Abnormal tau inclusions are hallmarks of Alzheimer’s disease and predictors of clinical decline. Several tau PET tracers are available for neurodegenerative disease research, opening avenues for molecular diagnosis in vivo. However, few have been approved for clinical use. Understanding the neurobiological basis of PET signal validation remains problematic because it requires a large-scale, voxel-to-voxel correlation between PET and (immuno) histological signals. Large dimensionality of whole human brains, tissue deformation impacting co-registration, and computing requirements to process terabytes of information preclude proper validation. We developed a computational pipeline to identify and segment particles of interest in billion-pixel digital pathology images to generate quantitative, 3D density maps.

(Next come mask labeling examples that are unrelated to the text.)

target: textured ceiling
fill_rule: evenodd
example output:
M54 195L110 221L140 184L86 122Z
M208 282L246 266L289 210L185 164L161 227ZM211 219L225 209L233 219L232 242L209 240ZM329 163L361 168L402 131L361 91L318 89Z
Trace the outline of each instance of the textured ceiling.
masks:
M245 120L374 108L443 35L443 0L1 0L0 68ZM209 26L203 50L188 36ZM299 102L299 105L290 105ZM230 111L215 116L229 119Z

The proposed convolutional neural network for immunohistochemistry samples, IHCNet, is at the pipeline’s core. We have successfully processed and immunostained over 500 slides from two whole human brains with three phospho-tau antibodies (AT100, AT8, and MC1), spanning several terabytes of images. Our artificial neural network estimated tau inclusion from brain images, which performs with ROC AUC of 0.87, 0.85, and 0.91 for AT100, AT8, and MC1, respectively. Introspection studies further assessed the ability of our trained model to learn tau-related features. We present an end-to-end pipeline to create terabytes-large 3D tau inclusion density maps co-registered to MRI as a means to facilitate validation of PET tracers.